Well, the battle over same-sex marriage is right where everyone expected it to be at this point. As the New York Times analysis noted, it’s pretty clear that Judge Vaughn R. Walker’s opinion was written to an audience of one.
Even some of those who applauded the opinion, however, said the path ahead for it is not clear or easy. Associate Professor Doug NeJaime at Loyola Law School, Los Angeles said while Judge Walker’s ruling he found “a great opinion,” he was skeptical of the strategy to take a marriage case through the federal courts. Despite Judge Walker’s efforts to set a factual foundation and the traditions of deference, he said, the Supreme Court is not completely constrained by lower court findings of fact. …
Professor NeJaime suggested the case might turn on the Court’s traditional swing vote, Anthony M. Kennedy, who has shaped decisions that strike down laws that discriminate against gays and lesbians. The rational basis test used by Judge Walker is in line with the standard used by Justice Kennedy in such cases as Lawrence v. Texas, which struck down a state sodomy law. By structuring an opinion that allows the Court to use the lower level of scrutiny, Judge Walker “is speaking to Justice Kennedy,” he said.
This means, of course, that this decision will almost certainly come down to a debate on the high court between Catholics who go to church and those who do not.
Two related issues leap to mind. The first, raised the other day in the Boston Globe, is the old question of who gets to decide who is a Catholic and who is not. Journalists tend to lean toward the American-individualism-rules model.
At the same time, it is interesting to look at the Catholics on the court through the lens of that “four kinds of Catholic voters” typology that I was given several years ago by a veteran priest here inside the Beltway. Here’s that grid, once again:
* Ex-Catholics. Solid for the Democrats. Cultural conservatives have no chance.
* Cultural Catholics who may go to church a few times a year. … This group leans to Democrats.
* Sunday-morning American Catholics. This voter is a regular in the pew and may even play some leadership role in the parish. These are the Catholic voters who are really up for grabs — the true swing voters.

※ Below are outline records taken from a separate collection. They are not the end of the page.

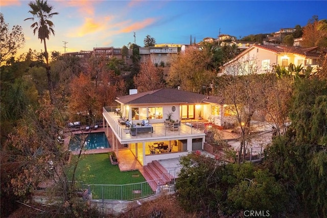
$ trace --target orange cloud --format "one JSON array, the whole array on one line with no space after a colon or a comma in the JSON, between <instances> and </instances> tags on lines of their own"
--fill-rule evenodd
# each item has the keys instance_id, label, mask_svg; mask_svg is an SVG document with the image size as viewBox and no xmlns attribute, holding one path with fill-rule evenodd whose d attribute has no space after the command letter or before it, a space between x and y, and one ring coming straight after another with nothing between
<instances>
[{"instance_id":1,"label":"orange cloud","mask_svg":"<svg viewBox=\"0 0 327 218\"><path fill-rule=\"evenodd\" d=\"M86 17L83 26L78 28L76 31L72 31L72 33L69 34L68 37L81 37L89 33L95 33L104 29L104 23L98 20L97 22L94 18Z\"/></svg>"},{"instance_id":2,"label":"orange cloud","mask_svg":"<svg viewBox=\"0 0 327 218\"><path fill-rule=\"evenodd\" d=\"M95 5L97 1L58 1L64 7L77 8L78 11L83 15L93 15L95 12Z\"/></svg>"},{"instance_id":3,"label":"orange cloud","mask_svg":"<svg viewBox=\"0 0 327 218\"><path fill-rule=\"evenodd\" d=\"M132 7L137 5L141 5L142 3L144 3L144 1L142 0L133 0L128 3L128 7Z\"/></svg>"},{"instance_id":4,"label":"orange cloud","mask_svg":"<svg viewBox=\"0 0 327 218\"><path fill-rule=\"evenodd\" d=\"M142 28L151 25L154 22L155 19L154 18L148 18L141 22L137 22L130 25L120 30L121 33L129 33L132 31L135 31L135 30L139 30Z\"/></svg>"},{"instance_id":5,"label":"orange cloud","mask_svg":"<svg viewBox=\"0 0 327 218\"><path fill-rule=\"evenodd\" d=\"M1 1L0 6L11 6L12 5L19 6L21 5L19 0Z\"/></svg>"}]
</instances>

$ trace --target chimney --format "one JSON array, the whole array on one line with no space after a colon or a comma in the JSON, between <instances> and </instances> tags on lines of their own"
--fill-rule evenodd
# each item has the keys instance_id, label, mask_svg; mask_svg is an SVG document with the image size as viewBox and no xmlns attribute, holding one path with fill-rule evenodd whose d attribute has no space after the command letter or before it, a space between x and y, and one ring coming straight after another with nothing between
<instances>
[{"instance_id":1,"label":"chimney","mask_svg":"<svg viewBox=\"0 0 327 218\"><path fill-rule=\"evenodd\" d=\"M129 94L134 94L137 93L137 89L133 89L129 90Z\"/></svg>"}]
</instances>

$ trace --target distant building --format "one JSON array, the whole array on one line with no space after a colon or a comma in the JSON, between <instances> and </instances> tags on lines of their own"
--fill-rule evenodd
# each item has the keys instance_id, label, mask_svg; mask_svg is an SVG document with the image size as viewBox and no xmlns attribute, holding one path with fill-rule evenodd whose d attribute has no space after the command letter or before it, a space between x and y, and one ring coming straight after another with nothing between
<instances>
[{"instance_id":1,"label":"distant building","mask_svg":"<svg viewBox=\"0 0 327 218\"><path fill-rule=\"evenodd\" d=\"M278 46L282 44L282 41L279 37L267 36L263 39L262 44L264 45Z\"/></svg>"},{"instance_id":2,"label":"distant building","mask_svg":"<svg viewBox=\"0 0 327 218\"><path fill-rule=\"evenodd\" d=\"M91 51L81 51L80 52L67 52L62 54L63 56L69 57L78 57L79 58L88 58L91 56Z\"/></svg>"},{"instance_id":3,"label":"distant building","mask_svg":"<svg viewBox=\"0 0 327 218\"><path fill-rule=\"evenodd\" d=\"M154 64L159 65L164 63L166 65L170 62L172 56L176 55L180 51L180 46L179 45L174 45L173 46L167 44L164 45L140 47L139 51L141 62L145 62L150 58Z\"/></svg>"},{"instance_id":4,"label":"distant building","mask_svg":"<svg viewBox=\"0 0 327 218\"><path fill-rule=\"evenodd\" d=\"M326 51L318 47L304 47L254 44L235 58L224 64L218 76L223 74L246 74L246 69L256 69L258 74L271 71L272 66L279 65L287 69L291 63L301 65L305 68L312 67L312 72L317 71L318 60L325 55ZM239 65L236 67L236 65ZM235 69L243 70L236 72Z\"/></svg>"},{"instance_id":5,"label":"distant building","mask_svg":"<svg viewBox=\"0 0 327 218\"><path fill-rule=\"evenodd\" d=\"M293 46L301 46L302 44L302 41L303 40L303 38L296 38L294 39L294 42L293 44Z\"/></svg>"},{"instance_id":6,"label":"distant building","mask_svg":"<svg viewBox=\"0 0 327 218\"><path fill-rule=\"evenodd\" d=\"M231 40L235 41L237 38L235 36L230 36L229 35L221 34L219 36L218 39L220 41L224 41L226 39L230 39Z\"/></svg>"},{"instance_id":7,"label":"distant building","mask_svg":"<svg viewBox=\"0 0 327 218\"><path fill-rule=\"evenodd\" d=\"M115 57L117 59L123 58L122 49L113 47L94 47L94 54L97 55L105 55L108 58Z\"/></svg>"},{"instance_id":8,"label":"distant building","mask_svg":"<svg viewBox=\"0 0 327 218\"><path fill-rule=\"evenodd\" d=\"M252 46L254 44L260 44L257 42L247 42L244 41L233 40L231 41L223 41L220 43L220 46L232 45L235 44L238 46L238 49L241 51L245 50Z\"/></svg>"}]
</instances>

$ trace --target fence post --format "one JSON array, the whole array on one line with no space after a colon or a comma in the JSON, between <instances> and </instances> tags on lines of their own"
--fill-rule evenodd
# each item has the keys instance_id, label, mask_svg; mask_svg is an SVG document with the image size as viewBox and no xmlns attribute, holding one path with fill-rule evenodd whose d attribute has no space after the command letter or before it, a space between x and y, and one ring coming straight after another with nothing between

* The “sweats the details” Catholic, the kind who regularly goes confession, is active in the full sacramental life of the parish and almost always backs the Vatican, when it comes to matters of faith and practice. This is a very small slice of the American Catholic pie.
So who is who on the court?
The broader question for the day is quite simple: How do journalists describe Catholics who are not active in all of the sacraments of the Catholic faith? In other words, what is the difference between a “Catholic” justice, a “culturally Catholic” justice, a “lapsed Catholic” justice and an “ex-Catholic” justice (the latter a term that one will hardly ever see in mainstream print).
A related topic came up the other day in a fascinating online discussion at the website of WBUR, the NPR operation in Boston.
Here is the context of the discussion, as framed by Andrew Phelps:
What do you call a Catholic who stops going to church for a few years? What about someone who disposes of the faith altogether?
The Catholic church calls them “lapsed Catholics,” a term that Radio Boston host Meghna Chakrabarti used … when talking with representatives of the Boston Archdiocese. The church’s new ad campaign, “Catholics Come Home,” is designed to lure strays back to flock.
On wbur.org, Lynn Annen commented:
I find the term insulting. The Catholic Church might want to refer to me as a “lapsed Catholic”, but I am very happy to call myself an Episcopalian!
Read it all. This is actually a very important issue in coverage of public battles over issues of faith and culture. In my experience, your typical mainstream newsroom contains a flock of former or lapsed or ex-Catholics and this reality tends to play a major role in news coverage of Catholic/social issues.
As you will see in the WBUR discussion, this debate affects millions of Americans — including several members of the U.S. Supreme Court. The real question: What do you call people (including justices) who are no longer practicing the Catholic faith, yet insist they are still Catholic?
The standard answer is that you let the person define themselves. Is that enough in this case, when there are actual facts at stake about membership, facts that are historically determined by the church itself?